The strike was called by the Criminal Bar Association (CBA),
which represents 4,000 lawyers. Officially, the protests had been
organized at some 15 different courts. Hundreds of barristers
wearing their traditional grey wigs and long black gowns engaged
in noisy demonstrations outside courthouses instead.
“The protest on Monday is the first in the history of the
criminal bar.
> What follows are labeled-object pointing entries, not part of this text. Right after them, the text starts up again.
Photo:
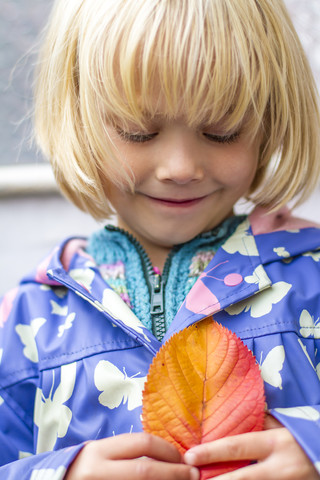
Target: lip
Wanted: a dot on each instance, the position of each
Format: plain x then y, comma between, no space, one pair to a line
177,202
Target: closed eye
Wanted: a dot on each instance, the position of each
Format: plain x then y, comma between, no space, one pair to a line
222,138
136,137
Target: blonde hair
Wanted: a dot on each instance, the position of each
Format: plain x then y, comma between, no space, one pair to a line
214,59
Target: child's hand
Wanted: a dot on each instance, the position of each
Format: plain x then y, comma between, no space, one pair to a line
277,453
119,457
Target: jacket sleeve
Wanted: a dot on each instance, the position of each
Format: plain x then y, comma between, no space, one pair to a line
304,424
18,384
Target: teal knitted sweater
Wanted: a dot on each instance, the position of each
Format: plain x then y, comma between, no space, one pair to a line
125,266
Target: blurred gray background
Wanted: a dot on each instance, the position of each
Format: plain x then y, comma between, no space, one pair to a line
33,216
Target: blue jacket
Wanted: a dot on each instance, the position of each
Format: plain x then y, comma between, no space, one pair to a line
74,357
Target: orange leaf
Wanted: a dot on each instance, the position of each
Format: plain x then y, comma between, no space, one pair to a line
203,384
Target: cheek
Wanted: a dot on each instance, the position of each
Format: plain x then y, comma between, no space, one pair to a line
240,168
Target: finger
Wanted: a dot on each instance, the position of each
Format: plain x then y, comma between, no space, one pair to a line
247,446
271,422
144,469
251,472
129,446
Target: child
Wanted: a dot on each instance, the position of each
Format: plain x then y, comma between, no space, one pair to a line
167,112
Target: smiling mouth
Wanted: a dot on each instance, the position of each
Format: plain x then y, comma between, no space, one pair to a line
173,202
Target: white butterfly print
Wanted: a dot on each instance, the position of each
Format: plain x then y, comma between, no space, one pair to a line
51,416
48,473
84,276
241,241
67,324
305,413
27,334
314,255
117,387
309,327
272,365
261,303
58,310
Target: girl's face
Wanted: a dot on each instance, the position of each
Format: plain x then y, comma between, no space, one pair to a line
187,180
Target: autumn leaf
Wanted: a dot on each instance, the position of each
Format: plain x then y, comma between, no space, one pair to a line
203,384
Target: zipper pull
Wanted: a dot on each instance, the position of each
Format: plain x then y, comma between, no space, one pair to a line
157,300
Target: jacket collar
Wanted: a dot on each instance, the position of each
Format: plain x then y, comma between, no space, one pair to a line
235,273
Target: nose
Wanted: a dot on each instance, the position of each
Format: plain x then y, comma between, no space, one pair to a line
180,162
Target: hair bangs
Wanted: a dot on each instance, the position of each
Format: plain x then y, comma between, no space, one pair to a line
195,66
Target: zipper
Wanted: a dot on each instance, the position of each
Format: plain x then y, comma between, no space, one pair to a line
156,283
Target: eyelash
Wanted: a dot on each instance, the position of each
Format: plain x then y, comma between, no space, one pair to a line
136,137
222,139
143,138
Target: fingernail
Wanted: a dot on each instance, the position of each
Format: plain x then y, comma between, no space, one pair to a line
194,474
189,458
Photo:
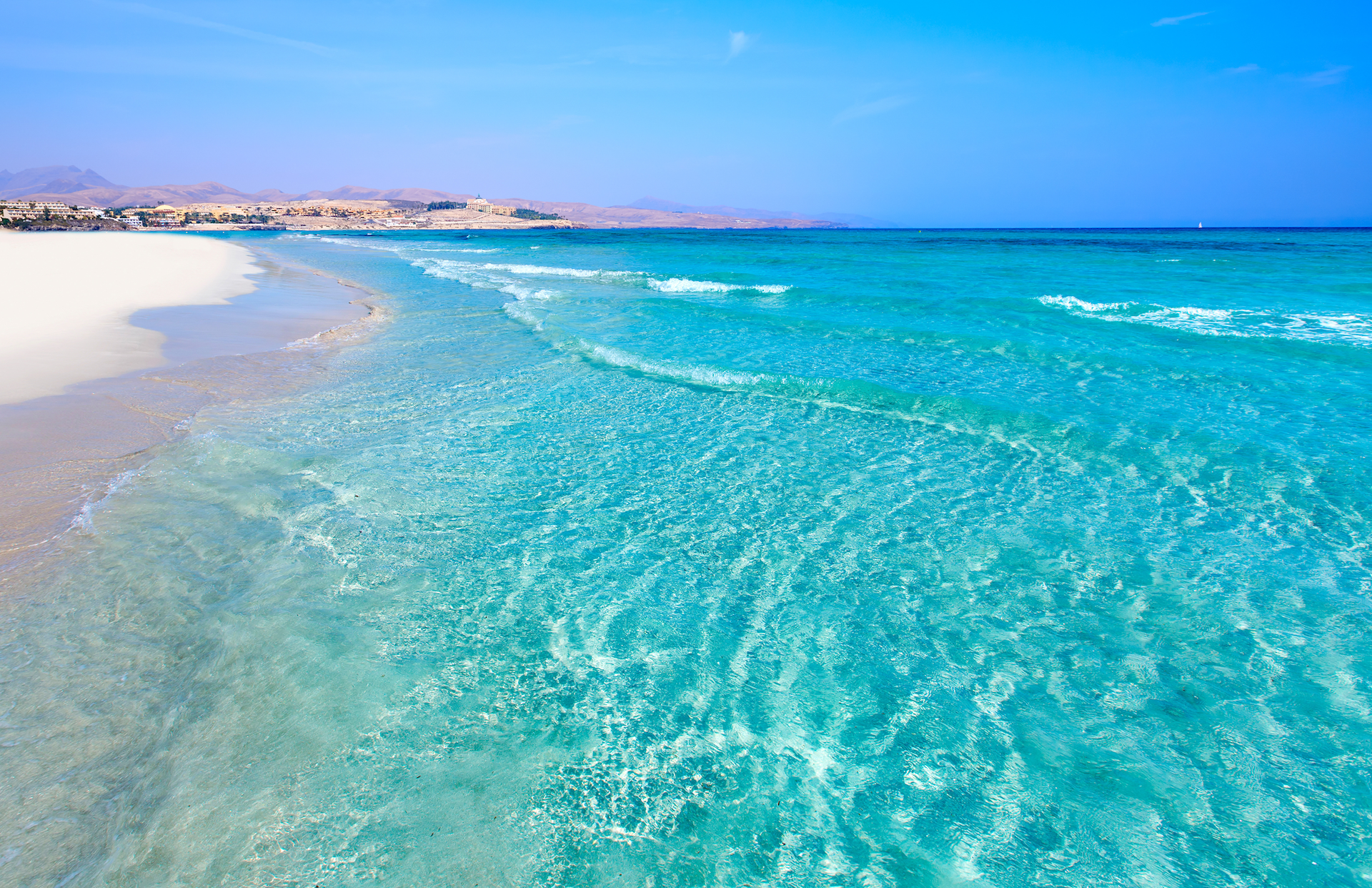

That it is necessary in order to try and prevent
the slide of the criminal justice system into chaos and the
Criminal Bar into oblivion make it a sad day,” said CBA
Chairman Nigel Lithman QC prior to the protests.
Outside London’s Southwark Crown court, he addressed protesters: “The very future of our criminal justice system is in jeopardy by the imposition of savage cuts to funding,” he stated.
NLQC chairman of the @TheCriminalBar addresses crowd outside Southwark CC pic.twitter.com/vksqm8XZOW
— The CBA (@TheCriminalBar) January 6, 2014
The strike only lasted a morning (3 ‘court hours’), but it marked
the first time that barristers have ever withdrawn their labor
since they first emerged as a separate, solid strain of the legal
profession in the 15th century.
Protests also spanned the southwest, north, southeast and Wales.
“Legal aid provision, like the NHS is part of the welfare
state,” said barrister Ramin Pakrooh reading a statement
outside Bristol Crown Court. “Our system of justice is the
envy of the world but gradually over time it has become starved
of resources. Those who practice in crime are treated with
contempt by the Government,” stated Peter Joyce QC, speaking
to a crowd in Nottingham.
Save Legal Aid. Bradford Crown Court pic.twitter.com/7qyxp3VGxD
— abigail langford (@LangfordAbigail) January 6, 2014
Since 2010 the Ministry of Justice’s budget has been cut by £1.3
billion, and further back - since 1997- there has been a 40
percent reduction in funding.
The Ministry of Justice, headed by Justice Secretary Chris
Grayling, argues that over 1,000 barristers working on
publically-funded legal aid cases earned £100,000 apiece last
year, while there were six members of the profession who picked
up over £500,000. “In the current economic climate, our legal
aid bill is unsustainable,” Grayling said in a letter
addressed to the Guardian last October.
Lithman rebuts the high salary figures cited, stating that the
average barrister generally earns somewhere in the region of
£36,000 after taking VAT and other expenses into consideration.